A Molenbeek Near-Miss
Salah Abdeslam: does that name still ring a bell? He’s the Belgian citizen thought to be among the attackers in Paris last November 13 – and the only one to have escaped alive, aided considerably by what appears to be his decision to shed the regulation suicide-vest he wore at the time and just get out of there. It’s been more than a month and he is still at large. You really have to think that, by now, he is somewhere in Syria, safe under ISIL protection.
There’s a new piece up on the website of the Luxembourg-based newspaper L’Essentiel claiming that the Brussels police came very close to nabbing Abdeslam shortly after that deadly assault. We’re talking here again about Molenbeek, that notorious quarter of central Brussels from which so many radical jihadis have originated, and not just many of those involved in the Paris attack.
To be fair, L’Essentiel is just confirming a scoop first gained by the Flemish commercial television chain VTM, to the effect that Brussels police from Sunday, 15 November were fairly sure Abdeslam was sheltering inside a particular Molenbeek apartment known to be a jihadi safehouse. But they did not move in: they couldn’t, legally, because, according to this article, “House-searches are in fact forbidden by the Belgian penal code between 23.00 and 05.00 hours except in urgent cases such as fires or les flagrants délits,” that latter phrase I assume signifying cases when it is known that crimes are actually being committed there on-scene.

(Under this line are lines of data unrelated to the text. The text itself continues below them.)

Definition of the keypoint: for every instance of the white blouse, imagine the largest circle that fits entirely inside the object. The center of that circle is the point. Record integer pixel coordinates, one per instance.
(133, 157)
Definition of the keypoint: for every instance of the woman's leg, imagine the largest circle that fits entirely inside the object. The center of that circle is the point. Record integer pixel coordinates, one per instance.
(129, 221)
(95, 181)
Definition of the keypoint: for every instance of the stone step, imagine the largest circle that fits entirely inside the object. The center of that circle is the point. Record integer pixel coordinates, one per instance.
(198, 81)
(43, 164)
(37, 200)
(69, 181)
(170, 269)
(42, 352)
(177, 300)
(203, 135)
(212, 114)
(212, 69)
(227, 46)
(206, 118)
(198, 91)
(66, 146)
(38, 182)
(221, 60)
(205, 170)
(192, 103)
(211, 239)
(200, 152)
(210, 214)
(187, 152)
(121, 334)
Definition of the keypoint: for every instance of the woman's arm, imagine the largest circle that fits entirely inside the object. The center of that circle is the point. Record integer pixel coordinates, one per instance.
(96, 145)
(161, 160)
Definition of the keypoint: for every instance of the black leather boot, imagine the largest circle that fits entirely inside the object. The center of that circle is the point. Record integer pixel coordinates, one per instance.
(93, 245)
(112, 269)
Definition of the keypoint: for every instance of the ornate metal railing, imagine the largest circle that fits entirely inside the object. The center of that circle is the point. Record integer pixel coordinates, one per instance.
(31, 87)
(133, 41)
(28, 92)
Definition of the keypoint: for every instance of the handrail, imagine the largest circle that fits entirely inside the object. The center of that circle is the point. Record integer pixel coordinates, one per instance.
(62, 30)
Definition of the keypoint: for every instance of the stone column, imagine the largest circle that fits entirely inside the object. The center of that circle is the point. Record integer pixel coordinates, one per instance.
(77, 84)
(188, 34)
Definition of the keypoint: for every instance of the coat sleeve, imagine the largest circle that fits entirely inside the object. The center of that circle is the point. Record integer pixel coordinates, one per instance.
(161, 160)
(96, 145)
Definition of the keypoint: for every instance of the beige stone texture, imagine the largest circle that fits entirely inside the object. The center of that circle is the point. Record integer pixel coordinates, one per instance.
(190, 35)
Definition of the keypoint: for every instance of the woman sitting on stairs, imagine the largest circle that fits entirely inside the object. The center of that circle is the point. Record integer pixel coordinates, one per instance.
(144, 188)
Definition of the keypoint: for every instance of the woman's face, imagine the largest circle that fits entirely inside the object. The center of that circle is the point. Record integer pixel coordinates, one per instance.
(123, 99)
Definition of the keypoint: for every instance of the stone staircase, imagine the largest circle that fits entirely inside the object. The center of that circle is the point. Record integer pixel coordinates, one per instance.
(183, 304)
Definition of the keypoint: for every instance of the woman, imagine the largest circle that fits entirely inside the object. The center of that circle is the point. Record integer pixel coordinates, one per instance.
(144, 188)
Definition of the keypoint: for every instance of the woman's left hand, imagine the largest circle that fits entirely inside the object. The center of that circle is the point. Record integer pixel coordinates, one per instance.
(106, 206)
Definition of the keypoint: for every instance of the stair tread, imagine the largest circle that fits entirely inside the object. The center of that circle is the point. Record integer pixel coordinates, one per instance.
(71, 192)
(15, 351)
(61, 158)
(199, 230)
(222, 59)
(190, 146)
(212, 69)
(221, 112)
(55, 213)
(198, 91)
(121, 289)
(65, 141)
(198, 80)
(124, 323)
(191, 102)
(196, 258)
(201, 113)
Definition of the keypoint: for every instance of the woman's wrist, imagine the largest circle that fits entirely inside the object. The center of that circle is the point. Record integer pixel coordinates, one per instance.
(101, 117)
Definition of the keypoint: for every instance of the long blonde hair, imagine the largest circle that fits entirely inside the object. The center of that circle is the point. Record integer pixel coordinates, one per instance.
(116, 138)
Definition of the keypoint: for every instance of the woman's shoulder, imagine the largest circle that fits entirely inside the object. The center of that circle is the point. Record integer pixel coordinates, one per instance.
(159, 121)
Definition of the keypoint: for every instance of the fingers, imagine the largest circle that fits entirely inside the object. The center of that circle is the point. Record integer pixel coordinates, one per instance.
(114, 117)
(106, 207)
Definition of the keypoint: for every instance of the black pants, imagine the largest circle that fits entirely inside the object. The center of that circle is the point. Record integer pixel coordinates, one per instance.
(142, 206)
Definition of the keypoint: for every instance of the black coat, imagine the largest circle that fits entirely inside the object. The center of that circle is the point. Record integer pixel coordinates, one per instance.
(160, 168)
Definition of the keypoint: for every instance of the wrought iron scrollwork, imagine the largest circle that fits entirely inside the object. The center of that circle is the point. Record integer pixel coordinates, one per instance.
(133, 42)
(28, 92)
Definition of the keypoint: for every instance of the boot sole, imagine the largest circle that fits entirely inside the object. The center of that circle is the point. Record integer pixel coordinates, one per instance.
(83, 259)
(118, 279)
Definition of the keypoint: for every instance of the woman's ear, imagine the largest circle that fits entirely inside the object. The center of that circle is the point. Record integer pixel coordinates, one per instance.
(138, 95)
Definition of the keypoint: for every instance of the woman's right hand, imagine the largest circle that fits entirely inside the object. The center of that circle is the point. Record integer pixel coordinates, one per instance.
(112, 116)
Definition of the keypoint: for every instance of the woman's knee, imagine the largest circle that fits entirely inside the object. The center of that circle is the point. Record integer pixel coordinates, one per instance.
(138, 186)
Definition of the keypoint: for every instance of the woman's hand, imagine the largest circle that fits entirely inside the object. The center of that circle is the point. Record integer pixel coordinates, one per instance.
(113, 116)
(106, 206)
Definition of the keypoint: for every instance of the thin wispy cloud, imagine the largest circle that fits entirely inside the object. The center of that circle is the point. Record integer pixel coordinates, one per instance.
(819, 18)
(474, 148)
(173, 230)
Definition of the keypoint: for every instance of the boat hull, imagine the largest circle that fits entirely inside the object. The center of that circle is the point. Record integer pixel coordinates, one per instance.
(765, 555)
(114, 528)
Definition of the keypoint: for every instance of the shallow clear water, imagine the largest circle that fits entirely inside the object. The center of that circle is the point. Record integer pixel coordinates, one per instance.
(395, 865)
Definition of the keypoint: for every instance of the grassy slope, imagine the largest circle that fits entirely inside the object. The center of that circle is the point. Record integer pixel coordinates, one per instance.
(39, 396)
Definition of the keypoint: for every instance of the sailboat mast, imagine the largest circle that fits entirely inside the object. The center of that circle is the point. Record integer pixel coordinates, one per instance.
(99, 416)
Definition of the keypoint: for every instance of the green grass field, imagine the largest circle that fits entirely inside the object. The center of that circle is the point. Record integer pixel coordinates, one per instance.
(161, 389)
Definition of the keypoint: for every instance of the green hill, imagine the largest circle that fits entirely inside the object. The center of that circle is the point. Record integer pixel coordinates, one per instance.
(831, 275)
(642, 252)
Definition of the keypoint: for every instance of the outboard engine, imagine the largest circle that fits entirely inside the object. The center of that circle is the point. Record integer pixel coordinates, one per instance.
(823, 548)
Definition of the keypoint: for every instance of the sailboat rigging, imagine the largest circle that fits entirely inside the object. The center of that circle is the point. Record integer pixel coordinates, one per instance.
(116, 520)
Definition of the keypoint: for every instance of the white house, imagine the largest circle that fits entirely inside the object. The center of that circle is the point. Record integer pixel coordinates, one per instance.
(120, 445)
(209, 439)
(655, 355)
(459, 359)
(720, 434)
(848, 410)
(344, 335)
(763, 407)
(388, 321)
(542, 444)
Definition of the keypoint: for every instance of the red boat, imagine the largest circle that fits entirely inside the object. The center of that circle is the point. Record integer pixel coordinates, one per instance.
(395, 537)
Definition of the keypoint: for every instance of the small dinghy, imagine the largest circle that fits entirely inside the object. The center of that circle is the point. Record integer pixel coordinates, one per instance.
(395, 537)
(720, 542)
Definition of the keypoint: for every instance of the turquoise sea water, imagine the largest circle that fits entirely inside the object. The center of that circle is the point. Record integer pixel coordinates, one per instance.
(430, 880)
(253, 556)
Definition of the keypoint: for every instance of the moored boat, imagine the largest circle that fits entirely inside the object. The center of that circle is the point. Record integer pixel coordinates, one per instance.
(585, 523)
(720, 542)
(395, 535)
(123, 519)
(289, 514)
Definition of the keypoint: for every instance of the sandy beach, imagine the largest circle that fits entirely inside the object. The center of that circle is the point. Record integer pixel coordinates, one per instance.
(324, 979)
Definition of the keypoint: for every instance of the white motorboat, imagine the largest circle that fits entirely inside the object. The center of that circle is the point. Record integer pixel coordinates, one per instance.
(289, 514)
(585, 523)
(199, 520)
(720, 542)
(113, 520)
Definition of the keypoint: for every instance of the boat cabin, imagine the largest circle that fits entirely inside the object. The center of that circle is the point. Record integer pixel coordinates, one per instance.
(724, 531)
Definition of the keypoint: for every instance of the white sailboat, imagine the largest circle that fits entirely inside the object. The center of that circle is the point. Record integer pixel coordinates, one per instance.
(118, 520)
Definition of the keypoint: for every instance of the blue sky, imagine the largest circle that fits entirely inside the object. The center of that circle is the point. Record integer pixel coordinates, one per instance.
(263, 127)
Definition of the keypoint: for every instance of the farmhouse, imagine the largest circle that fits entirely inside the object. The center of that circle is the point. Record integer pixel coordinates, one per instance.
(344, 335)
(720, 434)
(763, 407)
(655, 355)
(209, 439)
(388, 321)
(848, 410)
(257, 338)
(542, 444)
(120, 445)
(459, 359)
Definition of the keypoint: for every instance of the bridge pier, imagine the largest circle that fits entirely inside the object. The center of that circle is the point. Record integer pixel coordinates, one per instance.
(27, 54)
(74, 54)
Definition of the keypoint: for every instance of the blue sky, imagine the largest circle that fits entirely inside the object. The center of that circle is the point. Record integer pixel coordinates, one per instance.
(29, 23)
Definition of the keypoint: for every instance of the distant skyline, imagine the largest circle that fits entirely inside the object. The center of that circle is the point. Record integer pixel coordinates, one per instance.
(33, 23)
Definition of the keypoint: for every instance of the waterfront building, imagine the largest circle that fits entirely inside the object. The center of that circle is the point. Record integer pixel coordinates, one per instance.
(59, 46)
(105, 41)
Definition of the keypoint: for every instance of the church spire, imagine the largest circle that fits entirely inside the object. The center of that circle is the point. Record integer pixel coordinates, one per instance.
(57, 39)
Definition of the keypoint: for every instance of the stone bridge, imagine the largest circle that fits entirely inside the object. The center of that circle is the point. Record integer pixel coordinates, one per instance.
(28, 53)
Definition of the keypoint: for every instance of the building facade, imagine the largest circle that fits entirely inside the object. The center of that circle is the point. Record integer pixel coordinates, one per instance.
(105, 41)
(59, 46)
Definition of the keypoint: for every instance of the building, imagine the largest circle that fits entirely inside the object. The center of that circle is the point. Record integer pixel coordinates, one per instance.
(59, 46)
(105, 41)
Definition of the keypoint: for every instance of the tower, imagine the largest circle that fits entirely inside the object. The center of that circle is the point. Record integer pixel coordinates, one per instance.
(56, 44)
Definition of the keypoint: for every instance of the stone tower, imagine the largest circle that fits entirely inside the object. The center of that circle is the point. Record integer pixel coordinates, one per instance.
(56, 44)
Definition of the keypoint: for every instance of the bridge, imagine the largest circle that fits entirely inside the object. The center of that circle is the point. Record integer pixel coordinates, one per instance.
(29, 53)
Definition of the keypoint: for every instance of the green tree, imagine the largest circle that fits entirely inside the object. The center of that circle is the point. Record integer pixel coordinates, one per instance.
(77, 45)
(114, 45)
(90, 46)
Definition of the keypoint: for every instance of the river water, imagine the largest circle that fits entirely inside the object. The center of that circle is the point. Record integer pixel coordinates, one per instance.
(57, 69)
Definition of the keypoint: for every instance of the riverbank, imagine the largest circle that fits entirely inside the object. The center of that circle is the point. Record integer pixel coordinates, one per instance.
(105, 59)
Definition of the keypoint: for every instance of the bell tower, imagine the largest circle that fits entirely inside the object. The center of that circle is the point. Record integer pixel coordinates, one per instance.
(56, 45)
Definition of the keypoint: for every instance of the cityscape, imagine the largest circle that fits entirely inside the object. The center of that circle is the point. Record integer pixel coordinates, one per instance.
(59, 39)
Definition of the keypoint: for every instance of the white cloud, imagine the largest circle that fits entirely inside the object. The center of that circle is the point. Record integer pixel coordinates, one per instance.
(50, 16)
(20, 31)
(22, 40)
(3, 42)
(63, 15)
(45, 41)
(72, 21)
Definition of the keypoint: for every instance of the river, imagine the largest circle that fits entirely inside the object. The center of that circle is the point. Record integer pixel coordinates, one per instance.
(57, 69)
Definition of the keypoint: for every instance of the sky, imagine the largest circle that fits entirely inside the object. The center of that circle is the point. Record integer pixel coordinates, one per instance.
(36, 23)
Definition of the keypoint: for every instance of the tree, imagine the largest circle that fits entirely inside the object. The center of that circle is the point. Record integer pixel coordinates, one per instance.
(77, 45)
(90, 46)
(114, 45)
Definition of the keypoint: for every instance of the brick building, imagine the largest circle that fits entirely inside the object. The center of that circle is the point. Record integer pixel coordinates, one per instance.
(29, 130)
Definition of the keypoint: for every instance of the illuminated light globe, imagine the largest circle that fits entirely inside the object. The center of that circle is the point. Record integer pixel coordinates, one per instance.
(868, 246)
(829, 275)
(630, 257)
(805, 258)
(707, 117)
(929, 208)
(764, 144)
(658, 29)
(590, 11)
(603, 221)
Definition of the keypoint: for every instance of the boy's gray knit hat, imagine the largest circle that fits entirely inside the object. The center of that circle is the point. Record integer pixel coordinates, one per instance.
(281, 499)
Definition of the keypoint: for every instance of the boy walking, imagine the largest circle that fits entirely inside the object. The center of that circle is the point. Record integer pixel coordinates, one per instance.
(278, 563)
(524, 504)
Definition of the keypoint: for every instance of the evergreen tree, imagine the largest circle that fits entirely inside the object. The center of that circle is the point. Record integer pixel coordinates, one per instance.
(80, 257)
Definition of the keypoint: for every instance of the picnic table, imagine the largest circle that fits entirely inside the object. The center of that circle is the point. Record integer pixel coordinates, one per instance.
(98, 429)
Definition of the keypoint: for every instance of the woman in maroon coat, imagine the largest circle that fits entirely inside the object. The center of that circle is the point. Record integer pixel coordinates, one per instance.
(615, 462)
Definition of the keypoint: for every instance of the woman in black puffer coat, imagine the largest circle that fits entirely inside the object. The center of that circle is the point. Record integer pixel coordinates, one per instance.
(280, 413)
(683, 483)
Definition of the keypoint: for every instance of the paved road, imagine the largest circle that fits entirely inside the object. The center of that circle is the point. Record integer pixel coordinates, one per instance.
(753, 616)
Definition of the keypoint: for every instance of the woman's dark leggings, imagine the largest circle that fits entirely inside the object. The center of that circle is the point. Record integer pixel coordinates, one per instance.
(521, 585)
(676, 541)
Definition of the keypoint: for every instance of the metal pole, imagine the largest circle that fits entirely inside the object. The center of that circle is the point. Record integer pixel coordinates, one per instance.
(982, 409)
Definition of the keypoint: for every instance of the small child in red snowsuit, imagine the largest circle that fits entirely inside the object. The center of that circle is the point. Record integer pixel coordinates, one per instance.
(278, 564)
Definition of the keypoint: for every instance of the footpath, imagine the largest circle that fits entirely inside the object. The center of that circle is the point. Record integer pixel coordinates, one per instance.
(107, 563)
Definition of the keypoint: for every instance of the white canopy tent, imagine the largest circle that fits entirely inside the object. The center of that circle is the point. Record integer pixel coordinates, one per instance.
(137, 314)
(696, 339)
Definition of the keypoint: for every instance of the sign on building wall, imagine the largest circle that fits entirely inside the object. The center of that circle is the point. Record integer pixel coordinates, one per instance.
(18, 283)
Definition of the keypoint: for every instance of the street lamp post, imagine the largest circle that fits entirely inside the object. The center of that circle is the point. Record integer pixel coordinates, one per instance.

Neither was the case for Abdeslam hiding out there in Molenbeek, so the authorities had to wait until the next morning. By that time they went in, he had given them the slip. By the way, from the timing it is clear this report provides further insight into why Belgian authorities decided to raise the alert levels for Brussels to “Imminent Attack Expected” for that same Sunday and the following couple of days.
Very frustrating, obviously. But this is also very unfortunate from a civil liberties point-of-view. This sort of police-failure – an inability to use the powers they do have, which should be enough – inevitably will accelerate the erosion of citizens’ liberties towards the police that we have already seen too much of following those November attacks.